Due to its high chemical oxygen demand (COD) and a high volume of wastewater generated, they may represent an interesting substrate to be investigated either on the biorefinery concept or on the carboxylic platform [11,13]. According to Atasoy et al. [14], it is estimated that, on a global scale, approximately 9.15 Mt acetic acid, 6.47 Mt propionic acid, and 5.39 Mt butyric acid could be recovered from DW, evidencing the potential of using this residue in the production of CA.

Mathematical modeling of fermentation processes is an attractive strategy for its scaling and optimization, as simulations can be applied to resource recovery treatment plants for engineering design, operation and prediction, where small process improvements can generate significant economic [15,16]. These tools are already widely studied for the complete anaerobic digestion [[17], [18], [19]], especially to optimize biogas production from organic wastes.

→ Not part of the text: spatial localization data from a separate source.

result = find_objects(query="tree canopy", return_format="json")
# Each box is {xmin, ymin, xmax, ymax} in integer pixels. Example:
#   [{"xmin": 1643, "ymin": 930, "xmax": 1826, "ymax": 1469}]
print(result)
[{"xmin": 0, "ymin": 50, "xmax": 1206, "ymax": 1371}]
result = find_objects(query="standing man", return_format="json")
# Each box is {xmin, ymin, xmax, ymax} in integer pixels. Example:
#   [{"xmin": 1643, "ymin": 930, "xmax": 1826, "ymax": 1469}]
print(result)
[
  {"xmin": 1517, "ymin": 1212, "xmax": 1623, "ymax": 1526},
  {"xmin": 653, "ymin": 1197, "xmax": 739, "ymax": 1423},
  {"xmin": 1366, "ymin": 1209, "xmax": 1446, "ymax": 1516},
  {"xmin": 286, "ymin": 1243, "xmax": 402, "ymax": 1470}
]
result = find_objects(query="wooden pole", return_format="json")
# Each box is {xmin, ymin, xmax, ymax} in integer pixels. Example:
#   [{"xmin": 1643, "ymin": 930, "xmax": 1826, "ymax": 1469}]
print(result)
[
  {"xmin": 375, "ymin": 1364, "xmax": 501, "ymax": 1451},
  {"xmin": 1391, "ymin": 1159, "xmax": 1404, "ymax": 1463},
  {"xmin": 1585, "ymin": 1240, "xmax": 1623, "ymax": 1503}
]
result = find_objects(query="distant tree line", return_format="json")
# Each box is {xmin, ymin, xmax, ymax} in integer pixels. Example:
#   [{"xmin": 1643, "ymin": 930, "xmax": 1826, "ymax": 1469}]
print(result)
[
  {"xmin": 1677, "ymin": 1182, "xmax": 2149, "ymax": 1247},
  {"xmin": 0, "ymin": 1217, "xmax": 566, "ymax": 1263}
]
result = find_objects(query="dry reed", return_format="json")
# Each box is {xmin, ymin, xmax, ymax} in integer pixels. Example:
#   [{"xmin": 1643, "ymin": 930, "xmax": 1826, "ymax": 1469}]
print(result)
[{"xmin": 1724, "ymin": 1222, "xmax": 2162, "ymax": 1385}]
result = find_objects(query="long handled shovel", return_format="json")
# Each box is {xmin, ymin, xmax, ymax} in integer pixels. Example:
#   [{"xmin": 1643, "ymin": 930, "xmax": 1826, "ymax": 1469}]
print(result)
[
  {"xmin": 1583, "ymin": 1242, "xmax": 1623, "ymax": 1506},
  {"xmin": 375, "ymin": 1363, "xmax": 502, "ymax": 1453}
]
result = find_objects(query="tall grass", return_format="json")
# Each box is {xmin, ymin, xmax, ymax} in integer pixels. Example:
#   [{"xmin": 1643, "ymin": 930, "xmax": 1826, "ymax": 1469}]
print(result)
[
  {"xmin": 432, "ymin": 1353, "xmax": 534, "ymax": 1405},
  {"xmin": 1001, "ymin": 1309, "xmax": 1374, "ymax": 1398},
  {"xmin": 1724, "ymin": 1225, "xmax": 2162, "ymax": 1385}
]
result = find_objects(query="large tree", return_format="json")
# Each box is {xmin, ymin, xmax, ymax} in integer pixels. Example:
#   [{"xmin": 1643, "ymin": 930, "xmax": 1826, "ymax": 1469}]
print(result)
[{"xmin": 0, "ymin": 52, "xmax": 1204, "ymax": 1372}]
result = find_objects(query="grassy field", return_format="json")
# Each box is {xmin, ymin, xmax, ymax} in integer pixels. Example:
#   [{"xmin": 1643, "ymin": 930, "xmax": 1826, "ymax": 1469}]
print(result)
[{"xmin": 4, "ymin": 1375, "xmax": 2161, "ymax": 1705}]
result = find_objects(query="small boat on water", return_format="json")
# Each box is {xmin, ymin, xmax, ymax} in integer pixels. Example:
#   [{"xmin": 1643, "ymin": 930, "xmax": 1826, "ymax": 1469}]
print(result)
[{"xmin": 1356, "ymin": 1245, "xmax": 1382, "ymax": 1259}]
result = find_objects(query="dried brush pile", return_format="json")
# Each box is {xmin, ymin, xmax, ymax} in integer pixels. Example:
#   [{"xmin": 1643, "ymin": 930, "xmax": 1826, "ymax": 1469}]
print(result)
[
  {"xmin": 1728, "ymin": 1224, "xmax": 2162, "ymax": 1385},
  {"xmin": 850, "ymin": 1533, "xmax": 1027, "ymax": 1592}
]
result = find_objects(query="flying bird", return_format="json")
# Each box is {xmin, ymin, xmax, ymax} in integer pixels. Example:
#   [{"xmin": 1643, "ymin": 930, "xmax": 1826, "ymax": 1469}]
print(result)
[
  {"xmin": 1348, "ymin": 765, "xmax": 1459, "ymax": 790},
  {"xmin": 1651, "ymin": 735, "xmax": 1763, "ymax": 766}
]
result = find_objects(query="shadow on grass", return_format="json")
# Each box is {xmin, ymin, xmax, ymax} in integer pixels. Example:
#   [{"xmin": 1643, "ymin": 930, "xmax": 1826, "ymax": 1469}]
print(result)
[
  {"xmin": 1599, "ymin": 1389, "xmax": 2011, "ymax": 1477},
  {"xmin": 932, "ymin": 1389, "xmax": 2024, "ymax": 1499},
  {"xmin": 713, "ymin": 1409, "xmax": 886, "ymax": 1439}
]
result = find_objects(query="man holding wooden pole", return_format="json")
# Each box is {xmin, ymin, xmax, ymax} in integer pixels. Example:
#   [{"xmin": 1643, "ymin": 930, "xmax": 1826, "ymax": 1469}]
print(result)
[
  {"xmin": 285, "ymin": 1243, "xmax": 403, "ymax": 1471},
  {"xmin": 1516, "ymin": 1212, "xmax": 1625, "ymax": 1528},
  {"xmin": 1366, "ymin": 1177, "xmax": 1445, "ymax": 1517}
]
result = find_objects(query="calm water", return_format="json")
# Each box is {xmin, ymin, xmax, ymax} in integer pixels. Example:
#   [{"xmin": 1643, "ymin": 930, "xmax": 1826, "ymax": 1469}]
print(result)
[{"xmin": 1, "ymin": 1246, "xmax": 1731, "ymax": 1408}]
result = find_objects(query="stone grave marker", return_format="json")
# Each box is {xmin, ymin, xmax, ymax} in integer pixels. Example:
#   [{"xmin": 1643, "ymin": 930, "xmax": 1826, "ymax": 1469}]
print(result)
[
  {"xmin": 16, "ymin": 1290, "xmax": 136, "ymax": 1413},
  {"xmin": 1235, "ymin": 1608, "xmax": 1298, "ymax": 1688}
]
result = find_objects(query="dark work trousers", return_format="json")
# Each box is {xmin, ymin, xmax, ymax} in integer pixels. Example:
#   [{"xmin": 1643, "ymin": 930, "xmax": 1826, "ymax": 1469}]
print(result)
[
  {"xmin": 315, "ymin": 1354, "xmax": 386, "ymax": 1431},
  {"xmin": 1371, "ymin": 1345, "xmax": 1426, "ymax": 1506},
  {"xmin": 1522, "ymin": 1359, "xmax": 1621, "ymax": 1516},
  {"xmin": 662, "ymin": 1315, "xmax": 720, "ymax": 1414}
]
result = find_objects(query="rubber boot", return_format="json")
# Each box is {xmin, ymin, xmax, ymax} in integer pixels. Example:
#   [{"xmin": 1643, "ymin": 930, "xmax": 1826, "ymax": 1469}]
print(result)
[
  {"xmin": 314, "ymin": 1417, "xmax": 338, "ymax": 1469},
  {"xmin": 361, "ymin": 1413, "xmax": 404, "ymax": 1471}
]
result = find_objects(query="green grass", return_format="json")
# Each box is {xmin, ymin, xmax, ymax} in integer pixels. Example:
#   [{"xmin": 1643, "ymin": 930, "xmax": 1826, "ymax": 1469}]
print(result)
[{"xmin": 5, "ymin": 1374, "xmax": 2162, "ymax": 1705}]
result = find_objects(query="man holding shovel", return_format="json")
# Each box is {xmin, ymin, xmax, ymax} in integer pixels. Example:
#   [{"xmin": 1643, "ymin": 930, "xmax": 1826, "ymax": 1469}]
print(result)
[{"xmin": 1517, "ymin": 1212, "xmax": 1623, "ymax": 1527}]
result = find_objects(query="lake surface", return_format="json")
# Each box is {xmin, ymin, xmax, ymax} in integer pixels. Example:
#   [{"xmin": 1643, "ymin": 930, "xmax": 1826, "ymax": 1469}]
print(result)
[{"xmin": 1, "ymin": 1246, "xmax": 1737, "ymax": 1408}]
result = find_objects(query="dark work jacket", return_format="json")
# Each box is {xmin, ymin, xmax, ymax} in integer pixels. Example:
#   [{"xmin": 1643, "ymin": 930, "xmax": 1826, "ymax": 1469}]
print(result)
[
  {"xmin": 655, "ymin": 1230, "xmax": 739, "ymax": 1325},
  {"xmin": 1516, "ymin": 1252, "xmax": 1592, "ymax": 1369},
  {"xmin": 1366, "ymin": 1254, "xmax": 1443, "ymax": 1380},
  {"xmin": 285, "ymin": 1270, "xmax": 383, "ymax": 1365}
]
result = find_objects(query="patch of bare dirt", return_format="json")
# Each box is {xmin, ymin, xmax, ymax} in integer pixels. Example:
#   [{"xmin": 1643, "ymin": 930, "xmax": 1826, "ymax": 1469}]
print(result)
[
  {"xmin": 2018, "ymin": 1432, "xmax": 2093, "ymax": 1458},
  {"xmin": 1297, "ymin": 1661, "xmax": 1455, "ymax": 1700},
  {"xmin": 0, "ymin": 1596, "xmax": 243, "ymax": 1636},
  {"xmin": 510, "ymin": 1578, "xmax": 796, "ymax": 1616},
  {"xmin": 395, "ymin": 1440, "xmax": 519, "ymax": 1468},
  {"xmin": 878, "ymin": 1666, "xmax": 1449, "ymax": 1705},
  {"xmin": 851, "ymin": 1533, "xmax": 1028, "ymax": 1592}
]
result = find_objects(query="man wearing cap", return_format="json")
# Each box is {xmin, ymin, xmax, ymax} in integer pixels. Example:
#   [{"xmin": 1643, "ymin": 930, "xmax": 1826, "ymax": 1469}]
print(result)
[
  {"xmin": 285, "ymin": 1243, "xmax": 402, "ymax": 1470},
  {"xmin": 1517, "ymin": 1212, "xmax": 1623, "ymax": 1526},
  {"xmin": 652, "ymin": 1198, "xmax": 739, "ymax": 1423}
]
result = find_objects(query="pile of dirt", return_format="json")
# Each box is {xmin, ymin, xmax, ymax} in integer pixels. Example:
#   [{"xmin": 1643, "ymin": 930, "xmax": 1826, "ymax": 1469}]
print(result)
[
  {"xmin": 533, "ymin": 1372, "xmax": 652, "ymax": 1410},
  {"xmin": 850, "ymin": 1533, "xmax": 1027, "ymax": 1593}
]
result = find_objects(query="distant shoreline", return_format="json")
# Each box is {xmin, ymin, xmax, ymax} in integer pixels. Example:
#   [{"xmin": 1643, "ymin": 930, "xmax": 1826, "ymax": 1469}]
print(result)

However, as far as we are concerned, there are just a few studies of kinetic modeling assessing acidogenic fermentation of agroindustrial wastes, especially DW, in the perspective of the carboxylic platform.

Thus, the objective of this work was to assess the potential of CA production, perform mathematical modeling and estimate kinetic parameters that describe the hydrolysis of particulate organic matter, soluble substrate consumption and CA production under acidogenic anaerobic conditions using DW as substrate and microbial consortium as inoculum.